The FTC was happy with Alonso's decision.

"The FTC is delighted with today’s district court ruling, which enjoined this merger, and the parties’ subsequent decision to abandon the transaction," Tad Lipsky, acting director of the commission’s bureau of competition, said in a statement, according to Reuters.

"Advocate and NorthShore’s merger would likely have reduced the quality, and increased the cost, of health care for residents of the North Shore area of Chicago," Lipsky added.

The deal was first announced in 2014.

Alonso had reversed his own initial ruling giving the okay to the deal, which the FTC had appealed.
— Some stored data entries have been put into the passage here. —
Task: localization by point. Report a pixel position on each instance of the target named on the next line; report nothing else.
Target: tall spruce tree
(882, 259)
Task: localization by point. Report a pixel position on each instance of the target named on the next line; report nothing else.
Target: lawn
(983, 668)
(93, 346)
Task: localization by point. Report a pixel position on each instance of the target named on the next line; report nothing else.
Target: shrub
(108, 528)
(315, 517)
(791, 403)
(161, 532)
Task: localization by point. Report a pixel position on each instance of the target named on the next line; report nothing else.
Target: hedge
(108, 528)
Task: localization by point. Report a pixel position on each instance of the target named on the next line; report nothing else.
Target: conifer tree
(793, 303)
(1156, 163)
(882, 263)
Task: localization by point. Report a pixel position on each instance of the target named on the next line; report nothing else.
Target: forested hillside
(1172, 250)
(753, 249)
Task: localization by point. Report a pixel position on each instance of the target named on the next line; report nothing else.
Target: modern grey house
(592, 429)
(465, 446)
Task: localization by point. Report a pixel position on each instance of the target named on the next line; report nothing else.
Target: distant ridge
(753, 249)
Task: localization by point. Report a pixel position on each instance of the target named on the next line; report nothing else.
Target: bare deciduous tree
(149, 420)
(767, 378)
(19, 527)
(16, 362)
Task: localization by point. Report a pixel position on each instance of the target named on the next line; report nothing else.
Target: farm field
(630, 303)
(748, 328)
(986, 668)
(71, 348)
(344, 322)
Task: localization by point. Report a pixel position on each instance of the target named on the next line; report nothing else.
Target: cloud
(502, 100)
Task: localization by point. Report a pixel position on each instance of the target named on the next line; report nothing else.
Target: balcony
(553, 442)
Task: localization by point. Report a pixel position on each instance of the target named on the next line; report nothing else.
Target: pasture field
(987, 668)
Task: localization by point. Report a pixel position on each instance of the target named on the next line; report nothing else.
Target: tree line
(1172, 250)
The Appeals Court reversed his decision and sent the case back for reconsideration, according to the Chicago Sun-Times.

The FTC challenge in 2015 centered on the fact that it thought the deal would leave Chicago residents, especially in the northern suburbs, without a competitive health care marketplace – causing prices to rise.

Advocate and NorthShore had fought that analysis, pointing out that there was indeed competition、 including from Rush University Medical Center and the Northwestern Medicine system, which had merged with Cadence Health and KishHealth – and had stated that it sought to merge with Centagra Health System.

The Seventh Circuit U.S. Court of Appeals had determined that Alonso had made too little of the proposed merger's price-setting clout and sent the case back to him.

Alonso had then applied that guidance and granted the preliminary injunction.

“We are disappointed, but not discouraged by the court's decision," said Neaman.

The deal would have led to a 16-hospital group with approximately 45,000 employees, which would have cared for over 3 million patients a year.

It would have been the 11th biggest not-for-profit system in the U.S.

Nearman said he believed the ruling reflected the court’s decision to side with “the FTC’s view of the market, namely, that insurance companies’ needs take precedent over direct benefits to consumer,” according to The Cook County Record.

"We have believed since day one that this merger would be a big win for consumers and for health care," Jim Skogsbergh, Advocate's president and CEO told the Record. "As a health care ministry, we pursued this merger because it aligned with our mission and values to advance care and lower costs for the patients and communities we are so privileged to serve."